University of Limassol (UoL) is a private university in Cyprus, with campuses located in Limassol and Nicosia. The institution is the successor to the Cyprus International Institute of Management (CIIM), which operated as a postgraduate business school from 1990 until 2023. The university officially commenced operations on 1 September 2023, following an evaluation and licensing by the Cyprus Agency of Quality Assurance and Accreditation in Higher Education (CYQAA). The transition involved a restructuring of the academic framework to include undergraduate programs and a broader range of disciplines beyond management, such as technology, economics, and social sciences.

== History ==
The institution was founded in 1990 as CIIM by a group of academics and business executives. Early founders included John Joannides, former General Manager of the Cyprus Development Bank, and Costas Constantinides, former chairman of the Electricity Authority of Cyprus. For approximately 33 years, the institute functioned as a specialized school for postgraduate management studies. During this period, it became a member of the European Foundation for Management Development (EFMD) and the Association to Advance Collegiate Schools of Business (AACSB).

In 2022, the owner of the institute, CIIM Innovations Ltd, applied to national authorities for a transition to university status. This application was based on the institution's existing graduate programs and a planned expansion into computer science, technology, and economics. The Cyprus Cabinet approved the upgrade in early 2023, and the institution was renamed the University of Limassol. The university began its first academic year in late 2023, introducing undergraduate degrees alongside its established master's programs. In 2025, the university received ISO certifications for quality (9001), environmental (14001), and occupational health and safety (45001) management systems. The university is currently developing a new campus in Palodia, Limassol, which is intended to serve as its primary headquarters upon completion.

== Academic Profile ==
The University of Limassol is organized into three constituent schools. The CIIM Business School manages the Department of Management and the Department of Economics and Finance, offering the Master of Business Administration (MBA) and specialized MSc programs in Financial Services and Human Resource Management. The Technology and Innovation School focuses on fields such as information technology, business intelligence, and data analytics. The Social Sciences and Humanities School includes departments for psychology, education, and law.
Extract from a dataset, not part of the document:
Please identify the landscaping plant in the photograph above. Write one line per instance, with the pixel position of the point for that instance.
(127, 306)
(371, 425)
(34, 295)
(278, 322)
The university employs various teaching methods, including team exercises, case studies, and simulation games. Academic programs are designed to meet the ECTS (European Credit Transfer and Accumulation System) standards. Besides degree-granting programs, the university provides vocational and professional development courses in subjects such as programming and professional English.

== Accreditation ==
The university is recognized by the Ministry of Education, Sport and Youth of Cyprus and is accredited by the CYQAA. Its MBA program holds international accreditation from the EFMD Global organization. In 2018, while operating as CIIM, the institution was noted by the U-Multirank system for its performance in income generated from continuous professional development. The university is a member of the Erasmus+ program and provides a Diploma Supplement to graduates in accordance with European Commission models.